Nous avons saisi l’importance d’encadrer la relation de mentorat entre nos étudiants et les vétérinaires diplômés afin de garantir une éthique du programme en rédigeant une charte du mentorat d’une part, et en établissant un cadre de fonctionnement garantissant un investissement réciproque, d’autre part.
Que diriez-vous à un mentor qui hésite à se lancer ?
De manière générale le mentorat apporte au mentor le plaisir de contribuer à l’évolution du ou de la mentoré, l’occasion d’améliorer sa capacité d’écoute et ses compétences en communication, une meilleure connaissance des jeunes et des problèmes auxquels ils ou elles font face, le perfectionnement de ses propres pratiques (reverse mentoring), la satisfaction liée au sentiment d’être utile à quelqu’un, la reconnaissance et la gratitude reçue.

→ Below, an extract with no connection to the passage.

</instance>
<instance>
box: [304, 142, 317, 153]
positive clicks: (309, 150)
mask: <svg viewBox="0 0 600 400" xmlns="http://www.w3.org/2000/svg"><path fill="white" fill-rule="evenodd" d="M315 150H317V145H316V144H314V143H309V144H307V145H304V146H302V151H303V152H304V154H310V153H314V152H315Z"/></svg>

Le mentor ou la mentore va pouvoir : prendre du recul par rapport à sa propre trajectoire, ses propres choix, s’enrichir des différences de sa ou son mentoré, réinterroger sa façon de penser, développer des compétences d’écoute, de reformulation, de questionnement, apprendre à contribuer sans donner de solutions, découvrir ou redécouvrir le plaisir de la communauté, de l’entraide gratuite.
Les cahiers du mentorat
Véritables guides de la relation mentorale, le Cahier du mentorat vétérinaire, avec une édition Pour les élèves et les jeunes vétérinaires et une Pour les mentors, offre un fil conducteur, un cadre sécurisant et des ressources documentaires aux équipes.
Après une rapide définition de ce qu’est le mentorat, la précision de ce qu’il n’est pas et un aperçu de ce qu’une relation mentorale peut apporter aux deux protagonistes de l’équipe, ces cahiers viennent retracer les étapes importantes de la construction de ce lien particulier et ce qui en fait la qualité. L’écoute bienveillante, la confidentialité, la confiance, le respect mutuel et le bénévolat en sont des piliers indispensables. Vous y trouverez aussi une préparation à la première rencontre, un contrat d’engagement réciproque à respecter les valeurs du mentorat, à s’y impliquer durablement, un guide pour évaluer les progrès réalisés ou les difficultés rencontrées, une mise en garde sur les dérives possibles et quelques thématiques relatives aux aspirations sociétales et aux besoins du monde du travail. Le mentorat se doit, pour être efficace, de rester profondément éthique. Il n’est pas question, sous couvert d’aider son prochain pour se lancer dans la vie active ou même pour traverser ses études et les choix qui les accompagnent, de venir recruter ou de chercher à en tirer un quelconque profit personnel. Ce serait tromper des jeunes en quête de lien, de soutien et de compréhension.
Ces cahiers ne se veulent pas exhaustifs mais seront évolutifs au gré des travaux réalisés par l’association, au fil des échanges avec les jeunes consœurs et confrères. Ils constituent un tuteur à la relation mentorale, qui reste unique pour chaque équipe formée. Ces Cahiers sont disponibles librement sur le site de Vétos-Entraide1. Vous pouvez les partager à votre guise et bien entendu nous faire profiter de ce qu’ils vous inspirent, ainsi que nous transmettre vos observations et vos suggestions.